Dieser künstlerische Ansatz spiegelt sich auch im Studio in Berlin-Mitte wider, wo nicht nur die Mia-Alben, sondern auch „Tangowerk“ fertiggestellt wurde. Hier mischte Nhoah die Beats und die in Südamerika aufgenommenen Gesänge, Musiken, Atmosphären. Noch immer sind die komplizierten Verkabelungen zu sehen, die die Klänge durch einen Turm von Effektgeräten jagen, die per Lautsprecher ausgegeben wurden, wieder mit dem Mikrofon eingefangen, um dann erneut bearbeitet zu werden. „Am Computer bekommt man den Sound, den wir haben wollten, nicht hin“, sagt Nhoah. Er spricht vom Reiz, den der kratzige, rauschende, angegriffene Sound eines Grammophons auf ihn ausübt. Wohl auch deshalb gibt es auf Tangowerk Momente, die eine Brücke in die zwanziger Jahre schlagen, eine Zeit, in der Berlin, wie heute, berühmt war für seine Feierlaune.

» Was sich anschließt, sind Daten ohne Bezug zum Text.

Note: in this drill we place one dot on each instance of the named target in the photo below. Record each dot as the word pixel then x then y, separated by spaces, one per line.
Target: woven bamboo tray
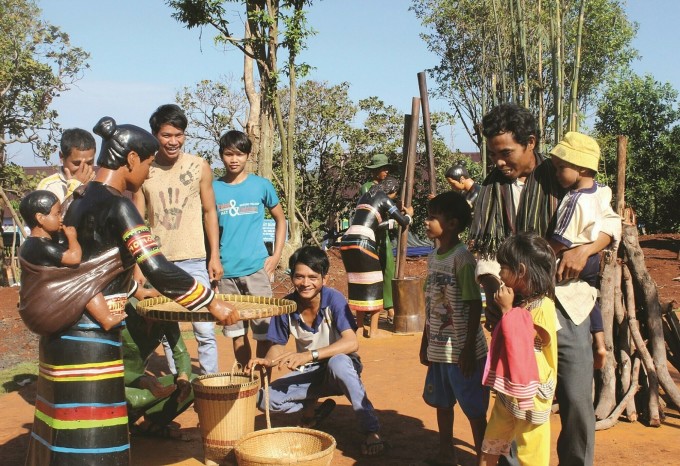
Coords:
pixel 248 307
pixel 284 445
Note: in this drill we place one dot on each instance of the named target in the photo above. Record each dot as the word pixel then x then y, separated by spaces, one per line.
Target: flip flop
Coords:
pixel 367 446
pixel 158 431
pixel 320 413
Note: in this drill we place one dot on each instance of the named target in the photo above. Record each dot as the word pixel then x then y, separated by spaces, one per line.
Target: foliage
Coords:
pixel 37 64
pixel 268 27
pixel 495 51
pixel 212 108
pixel 647 112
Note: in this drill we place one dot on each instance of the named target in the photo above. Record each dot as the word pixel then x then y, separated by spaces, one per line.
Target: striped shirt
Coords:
pixel 449 288
pixel 59 185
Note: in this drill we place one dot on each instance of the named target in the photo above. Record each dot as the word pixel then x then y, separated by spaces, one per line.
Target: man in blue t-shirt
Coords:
pixel 325 362
pixel 241 200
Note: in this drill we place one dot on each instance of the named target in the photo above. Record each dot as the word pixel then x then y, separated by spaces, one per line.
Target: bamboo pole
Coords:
pixel 408 183
pixel 621 154
pixel 422 86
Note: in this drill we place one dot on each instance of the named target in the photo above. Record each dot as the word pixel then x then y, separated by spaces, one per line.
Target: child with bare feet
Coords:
pixel 579 220
pixel 453 344
pixel 41 210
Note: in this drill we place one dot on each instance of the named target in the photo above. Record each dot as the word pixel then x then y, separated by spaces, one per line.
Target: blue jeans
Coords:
pixel 203 331
pixel 340 375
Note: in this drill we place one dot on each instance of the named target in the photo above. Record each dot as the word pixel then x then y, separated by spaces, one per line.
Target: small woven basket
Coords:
pixel 284 445
pixel 226 406
pixel 248 307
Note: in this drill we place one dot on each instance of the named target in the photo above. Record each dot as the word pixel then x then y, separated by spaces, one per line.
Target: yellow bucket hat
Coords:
pixel 579 149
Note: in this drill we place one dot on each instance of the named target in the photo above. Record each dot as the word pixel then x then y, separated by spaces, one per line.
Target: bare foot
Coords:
pixel 599 357
pixel 377 334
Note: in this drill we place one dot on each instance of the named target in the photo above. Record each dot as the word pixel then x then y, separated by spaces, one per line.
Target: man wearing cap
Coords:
pixel 579 220
pixel 459 179
pixel 381 166
pixel 522 193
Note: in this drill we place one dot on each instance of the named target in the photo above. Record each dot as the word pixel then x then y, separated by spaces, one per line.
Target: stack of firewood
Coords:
pixel 639 333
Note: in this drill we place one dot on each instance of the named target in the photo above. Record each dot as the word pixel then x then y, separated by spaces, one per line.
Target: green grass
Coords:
pixel 12 377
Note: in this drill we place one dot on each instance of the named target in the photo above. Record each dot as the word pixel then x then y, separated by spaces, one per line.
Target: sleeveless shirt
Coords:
pixel 173 201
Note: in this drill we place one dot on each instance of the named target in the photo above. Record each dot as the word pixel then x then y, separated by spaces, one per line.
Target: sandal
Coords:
pixel 320 413
pixel 154 430
pixel 374 447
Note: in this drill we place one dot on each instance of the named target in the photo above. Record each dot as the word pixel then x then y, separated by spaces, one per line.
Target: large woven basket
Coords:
pixel 284 445
pixel 248 307
pixel 226 406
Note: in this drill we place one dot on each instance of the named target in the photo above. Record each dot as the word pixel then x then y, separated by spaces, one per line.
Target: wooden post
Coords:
pixel 422 85
pixel 408 183
pixel 621 149
pixel 407 131
pixel 16 218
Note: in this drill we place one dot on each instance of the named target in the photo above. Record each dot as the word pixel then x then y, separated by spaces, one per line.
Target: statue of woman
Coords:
pixel 80 412
pixel 375 212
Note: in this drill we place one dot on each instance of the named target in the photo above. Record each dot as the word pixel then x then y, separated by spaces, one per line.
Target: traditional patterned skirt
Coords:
pixel 364 275
pixel 80 411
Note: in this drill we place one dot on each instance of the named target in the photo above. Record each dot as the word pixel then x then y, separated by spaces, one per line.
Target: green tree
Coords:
pixel 524 51
pixel 212 108
pixel 37 63
pixel 647 112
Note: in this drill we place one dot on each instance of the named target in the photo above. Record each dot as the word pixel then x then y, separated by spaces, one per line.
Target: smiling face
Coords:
pixel 171 140
pixel 51 222
pixel 234 161
pixel 510 157
pixel 568 174
pixel 307 282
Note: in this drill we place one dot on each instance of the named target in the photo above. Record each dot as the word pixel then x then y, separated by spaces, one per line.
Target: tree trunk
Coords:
pixel 648 362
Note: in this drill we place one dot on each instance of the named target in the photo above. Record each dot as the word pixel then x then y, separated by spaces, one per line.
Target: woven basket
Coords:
pixel 284 445
pixel 226 407
pixel 248 307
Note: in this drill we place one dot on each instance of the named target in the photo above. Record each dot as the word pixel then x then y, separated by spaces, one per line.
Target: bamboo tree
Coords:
pixel 573 121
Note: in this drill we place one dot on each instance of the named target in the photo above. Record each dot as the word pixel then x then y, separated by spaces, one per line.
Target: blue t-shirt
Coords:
pixel 240 214
pixel 331 299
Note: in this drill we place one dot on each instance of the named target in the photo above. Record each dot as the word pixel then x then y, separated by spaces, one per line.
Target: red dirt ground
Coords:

Tangowerk, der Name deutet es schon an, ist mehr als nur Musik. Für mehrere Wochen lud Nhoah vor anderthalb Jahren neun seiner Berliner Mitstreiter in sein Haus in Palermo ein, erneut wurde experimentiert und parallel zu den Liedern entstanden Masken und Kostüme. Die dazugehörigen Videos wurden zum Teil im Club 69 in Buenos Aires aufgenommen. Der Laden ist berühmt für seine Show, die mehr als nur ein bisschen an „Cabaret“, den Film und das Broadway-Musical, erinnert. Nachzulesen und nachzuschauen ist all das im 64-seitigen Album-Booklet mit etlichen Fotos sowie der beiliegenden DVD.

Viele Einflüsse, die Nhoah auf seinem Debüt verarbeitet, viele Botschaften, die er ausstrahlt. Vielleicht zu viele. Auf jeden Fall aber Musik, die zum Zuhören zwingt, die als Kaffeehaus-Beschallung denkbar ungeeignet ist. Konnte man das überhaupt schon mal über eine „Electro trifft Tango“- Platte sagen?